وَمِنْ اٰيَاتِه۪ٓ اَنْ يُرْسِلَ الرِّيَاحَ مُبَشِّرَاتٍ وَلِيُذ۪يقَكُمْ مِنْ رَحْمَتِه۪ وَلِتَجْرِيَ الْفُلْكُ بِاَمْرِه۪ وَلِتَبْتَغُوا مِنْ فَضْلِه۪ وَلَعَلَّكُمْ تَشْكُرُونَ ﴿٤٦
46﴿ Ayrıca O (Allâh-u Sübhânehû)nun (varlığının, birliğinin ve üstün kudretinin nişân ve) âyetlerinden biri de; o (kuzey ve güney rüzgârlarıyla, güneydoğudan esen sabâ) rüzgârları(nı, yağmuru) müjdeleyiciler olarak salıvermesidir. Tâ ki (ekip-biçmek, kötü kokuyu gidermek ve ağaçları sulamak gibi sayısız nîmet ve) rahmetin(in eserlerin)den bir kısmını (rüzgârlar sebebiyle) O (Allâh-u Te‘âlâ) size tattırsın, bir de O’nun emri (irâdesi ve rüzgâra buyruğu) ile gemiler (denizde) akıp gitsin ve (böylece) siz (deniz ticâretiyle) O’nun fazl(-ı ihsân)ından (size ulaştıracağı rızkınızdan) bir kısmını arayasınız ve ola ki siz (Allâh-u Te‘âlâ’nın bunca nîmetine) şükredersiniz! Âyet-i kerîmede geçen “Rüzgârlar” ifâdesi cemî olarak zikredildiğinden, rahmet rüzgârları olarak tefsir edilmiştir. Sabâ rüzgârının tersi olan debûr (batı) rüzgârı ise azap rüzgârı olarak bilinmektedir. Bu yüzden rüzgârlar esince Rasûlüllâh (Sallâllâhu Aleyhi ve Sellem): “Ey Allâh! Onları rüzgârlar yap, rüzgâr yapma” diye duâ ederdi. (el-Beyzâvî; en-Nesefî; el-Âlûsî)

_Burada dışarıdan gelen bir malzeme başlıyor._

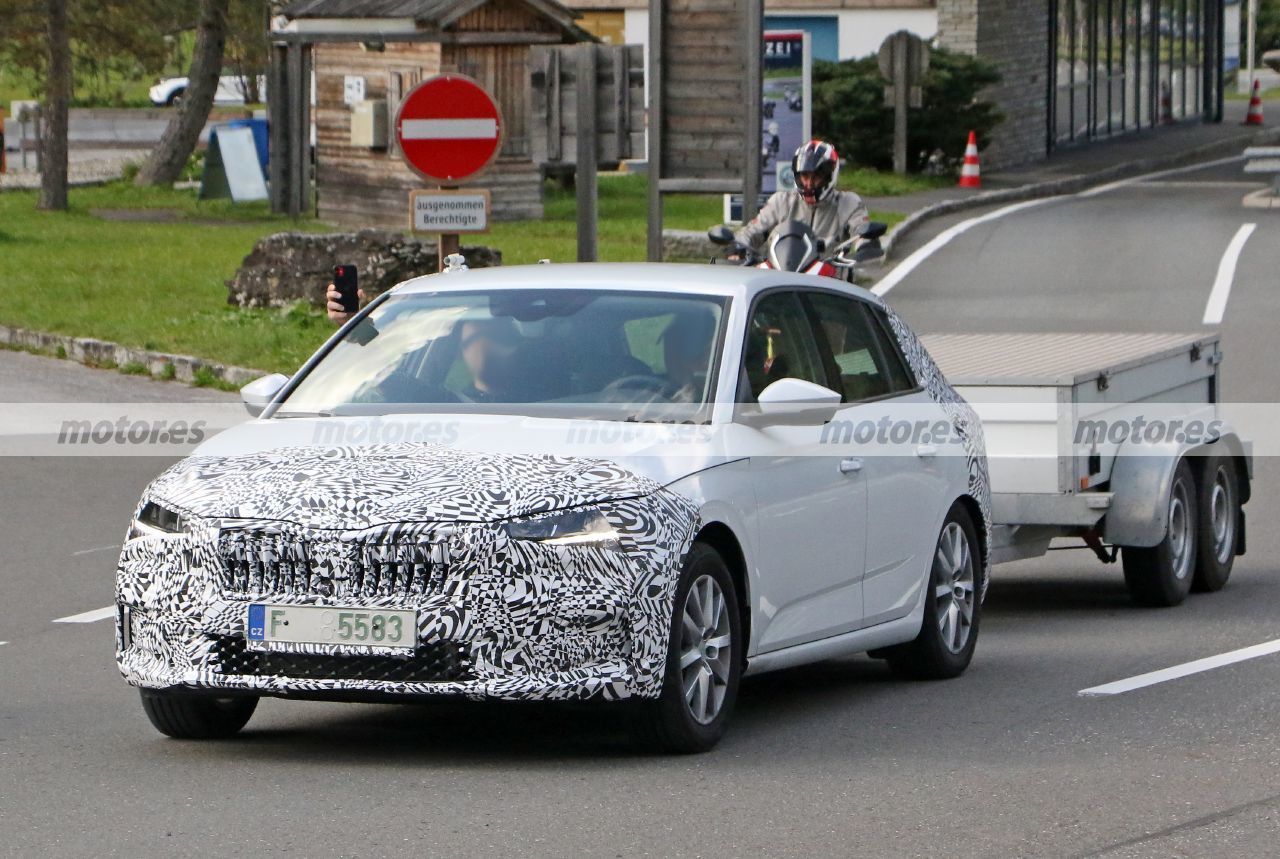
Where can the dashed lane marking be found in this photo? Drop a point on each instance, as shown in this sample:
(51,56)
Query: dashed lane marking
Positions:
(88,617)
(1184,670)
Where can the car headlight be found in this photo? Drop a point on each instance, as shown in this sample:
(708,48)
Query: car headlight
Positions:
(155,519)
(570,528)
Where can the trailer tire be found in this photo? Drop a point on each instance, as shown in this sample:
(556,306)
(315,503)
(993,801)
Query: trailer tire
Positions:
(1219,516)
(1161,575)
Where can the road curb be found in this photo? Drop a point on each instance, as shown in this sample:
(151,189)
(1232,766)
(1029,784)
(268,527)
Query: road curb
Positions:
(104,353)
(1077,183)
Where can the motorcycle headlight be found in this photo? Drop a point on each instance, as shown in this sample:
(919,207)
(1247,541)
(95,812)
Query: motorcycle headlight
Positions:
(570,528)
(155,520)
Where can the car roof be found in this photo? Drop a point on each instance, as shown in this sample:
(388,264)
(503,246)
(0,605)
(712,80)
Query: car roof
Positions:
(728,280)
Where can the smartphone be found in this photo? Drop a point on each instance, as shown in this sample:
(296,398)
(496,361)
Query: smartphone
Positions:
(346,282)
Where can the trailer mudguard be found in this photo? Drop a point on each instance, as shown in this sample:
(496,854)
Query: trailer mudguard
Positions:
(1139,485)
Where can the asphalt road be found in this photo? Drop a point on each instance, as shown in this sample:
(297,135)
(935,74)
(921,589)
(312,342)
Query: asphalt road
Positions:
(832,759)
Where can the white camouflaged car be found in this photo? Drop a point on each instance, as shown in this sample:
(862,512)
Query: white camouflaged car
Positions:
(621,483)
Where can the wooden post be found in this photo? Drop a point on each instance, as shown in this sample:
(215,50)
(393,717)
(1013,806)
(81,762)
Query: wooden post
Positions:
(278,129)
(298,132)
(586,155)
(901,99)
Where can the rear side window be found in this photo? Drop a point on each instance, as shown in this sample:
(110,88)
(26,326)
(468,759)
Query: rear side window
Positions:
(856,348)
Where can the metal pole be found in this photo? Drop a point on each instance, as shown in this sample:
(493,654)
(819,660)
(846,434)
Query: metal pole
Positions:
(1252,40)
(654,137)
(586,154)
(753,94)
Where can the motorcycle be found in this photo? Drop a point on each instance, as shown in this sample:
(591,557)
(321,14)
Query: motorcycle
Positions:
(794,247)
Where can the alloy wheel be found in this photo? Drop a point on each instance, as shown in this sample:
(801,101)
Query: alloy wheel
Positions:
(705,649)
(954,586)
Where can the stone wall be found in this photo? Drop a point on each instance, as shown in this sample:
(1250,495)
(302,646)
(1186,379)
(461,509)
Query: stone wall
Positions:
(1015,36)
(289,266)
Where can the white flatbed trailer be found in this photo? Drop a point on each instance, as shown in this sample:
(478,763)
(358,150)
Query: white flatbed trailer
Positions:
(1057,414)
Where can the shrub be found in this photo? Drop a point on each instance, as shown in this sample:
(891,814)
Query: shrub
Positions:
(849,109)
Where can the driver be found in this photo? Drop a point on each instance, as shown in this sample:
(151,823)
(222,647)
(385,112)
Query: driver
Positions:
(833,215)
(487,347)
(686,346)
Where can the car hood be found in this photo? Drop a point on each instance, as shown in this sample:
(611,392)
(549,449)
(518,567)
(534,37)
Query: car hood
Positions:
(275,470)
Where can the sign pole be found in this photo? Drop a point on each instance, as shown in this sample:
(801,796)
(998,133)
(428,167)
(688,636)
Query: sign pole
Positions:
(585,176)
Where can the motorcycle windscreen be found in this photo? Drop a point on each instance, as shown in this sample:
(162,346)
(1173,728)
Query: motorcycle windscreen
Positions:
(794,247)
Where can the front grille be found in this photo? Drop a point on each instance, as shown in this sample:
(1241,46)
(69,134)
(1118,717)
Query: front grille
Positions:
(440,662)
(266,562)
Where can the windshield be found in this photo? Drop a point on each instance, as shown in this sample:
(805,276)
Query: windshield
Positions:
(561,352)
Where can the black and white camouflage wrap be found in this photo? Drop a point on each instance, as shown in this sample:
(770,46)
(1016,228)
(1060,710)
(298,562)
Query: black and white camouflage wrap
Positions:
(964,420)
(304,525)
(533,621)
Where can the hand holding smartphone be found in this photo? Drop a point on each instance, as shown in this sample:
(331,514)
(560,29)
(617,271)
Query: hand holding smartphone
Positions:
(346,282)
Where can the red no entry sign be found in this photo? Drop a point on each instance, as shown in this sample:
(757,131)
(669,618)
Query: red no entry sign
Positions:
(448,128)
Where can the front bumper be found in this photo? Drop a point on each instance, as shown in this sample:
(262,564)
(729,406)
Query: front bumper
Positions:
(498,617)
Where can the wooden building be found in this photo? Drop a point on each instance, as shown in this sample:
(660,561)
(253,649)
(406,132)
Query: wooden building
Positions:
(365,55)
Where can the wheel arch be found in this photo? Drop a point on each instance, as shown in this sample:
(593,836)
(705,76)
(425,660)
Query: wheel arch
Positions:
(982,529)
(721,537)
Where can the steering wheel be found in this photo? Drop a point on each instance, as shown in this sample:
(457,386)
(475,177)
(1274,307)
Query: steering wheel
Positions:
(644,383)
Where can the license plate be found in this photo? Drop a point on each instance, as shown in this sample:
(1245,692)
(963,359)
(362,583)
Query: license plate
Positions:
(325,625)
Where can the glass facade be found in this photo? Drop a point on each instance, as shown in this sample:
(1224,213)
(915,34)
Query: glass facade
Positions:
(1120,65)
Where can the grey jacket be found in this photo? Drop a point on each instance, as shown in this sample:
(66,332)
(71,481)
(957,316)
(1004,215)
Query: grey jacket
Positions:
(828,219)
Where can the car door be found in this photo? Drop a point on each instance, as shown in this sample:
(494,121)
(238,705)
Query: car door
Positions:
(904,460)
(810,505)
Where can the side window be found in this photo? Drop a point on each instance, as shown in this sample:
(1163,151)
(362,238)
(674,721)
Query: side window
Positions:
(855,350)
(778,345)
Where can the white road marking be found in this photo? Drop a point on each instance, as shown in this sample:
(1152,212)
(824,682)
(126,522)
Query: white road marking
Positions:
(96,548)
(946,236)
(449,128)
(1207,663)
(1221,291)
(88,617)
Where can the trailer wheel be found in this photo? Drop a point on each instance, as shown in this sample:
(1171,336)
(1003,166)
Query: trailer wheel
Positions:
(1161,575)
(1219,522)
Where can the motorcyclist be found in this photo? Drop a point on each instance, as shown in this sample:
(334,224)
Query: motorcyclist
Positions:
(832,214)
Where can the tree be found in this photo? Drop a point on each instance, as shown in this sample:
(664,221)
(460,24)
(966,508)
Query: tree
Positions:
(248,45)
(55,117)
(168,159)
(849,109)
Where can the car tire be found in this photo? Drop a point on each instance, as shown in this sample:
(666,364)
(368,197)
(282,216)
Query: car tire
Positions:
(952,607)
(196,717)
(1160,576)
(1219,517)
(707,638)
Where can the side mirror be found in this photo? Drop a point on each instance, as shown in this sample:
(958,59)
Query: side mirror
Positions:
(872,229)
(794,402)
(721,234)
(259,393)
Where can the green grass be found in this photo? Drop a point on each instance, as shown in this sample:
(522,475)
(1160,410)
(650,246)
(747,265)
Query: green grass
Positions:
(622,220)
(874,183)
(161,286)
(150,286)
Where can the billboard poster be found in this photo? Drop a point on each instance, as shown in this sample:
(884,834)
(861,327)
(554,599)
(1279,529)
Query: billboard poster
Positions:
(785,112)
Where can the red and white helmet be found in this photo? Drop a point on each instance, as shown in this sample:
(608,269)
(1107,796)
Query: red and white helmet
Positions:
(817,158)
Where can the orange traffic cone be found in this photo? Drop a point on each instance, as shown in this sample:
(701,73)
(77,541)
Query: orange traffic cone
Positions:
(1255,115)
(970,174)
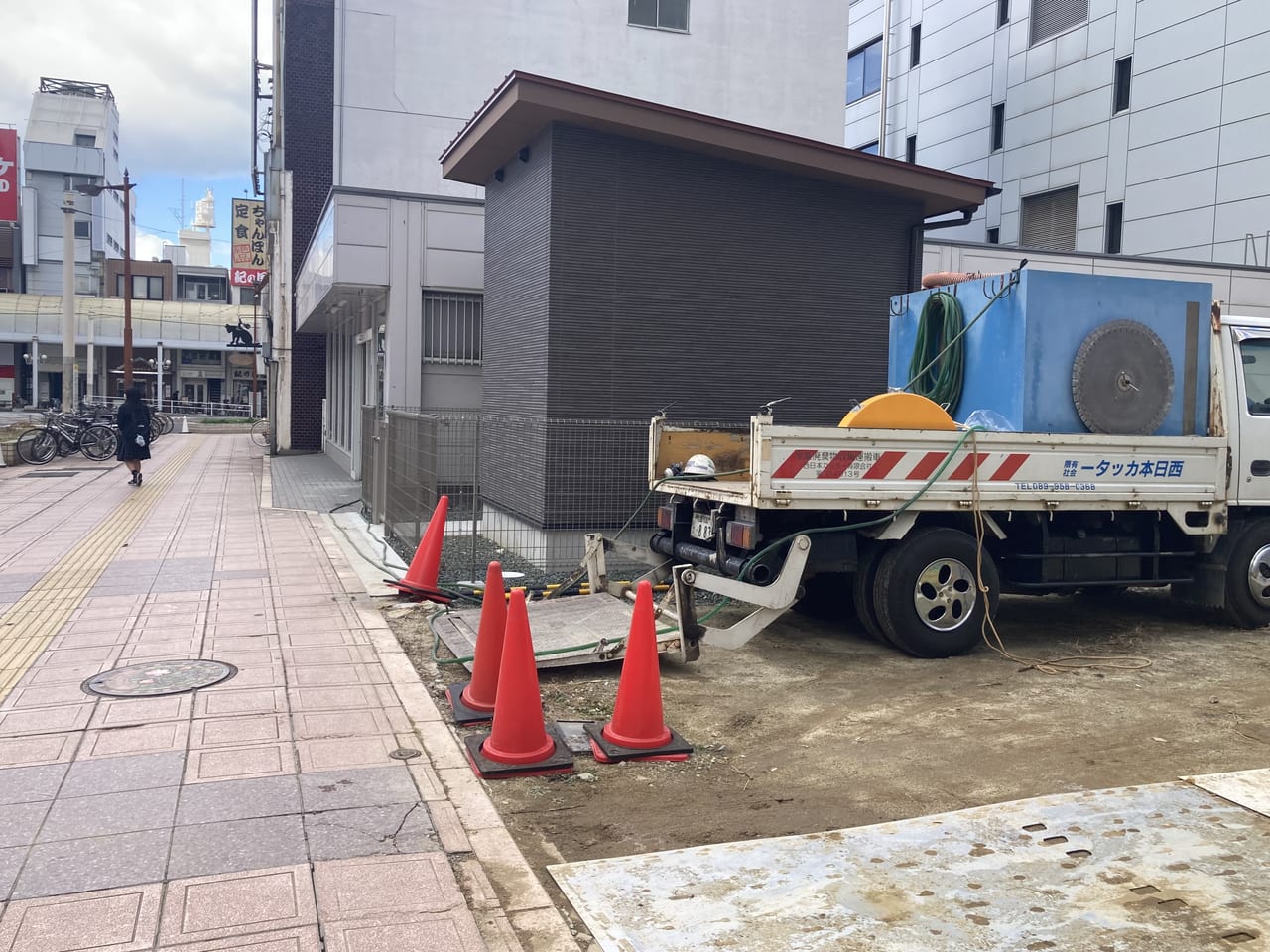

وَلَقَدْ اَرْسَلْنَا مِنْ قَبْلِكَ رُسُلًا اِلٰى قَوْمِهِمْ فَجَٓاؤُ۫هُمْ بِالْبَيِّنَاتِ فَانْتَقَمْنَا مِنَ الَّذ۪ينَ اَجْرَمُواۜ وَكَانَ حَقًّا عَلَيْنَا نَصْرُ الْمُؤْمِن۪ينَ ﴿٤٧
47﴿ Andolsun ki; elbette Biz senden önce de kendi kavimlerine elçi olarak nice değerli rasüller gönderdik de, (tüm elçiler senin gibi) onlara (peygamberlerin hak olduğuna delâletleri) çok açık olan mûcizeler getirdiler. Bunun üzerine (kimi îmân edip, kimi inkâr edince) Biz (inananların öcünü almak için) o (şirk) suç(unu) işlemiş olanlardan intikam aldık. Zâten îmân edenlere yardım etmek (dâimâ) üstlenmiş bulunduğumuz (için Bizden istemeleri) kesin bir hak (olan İlâhî bir vaad) olmuştur.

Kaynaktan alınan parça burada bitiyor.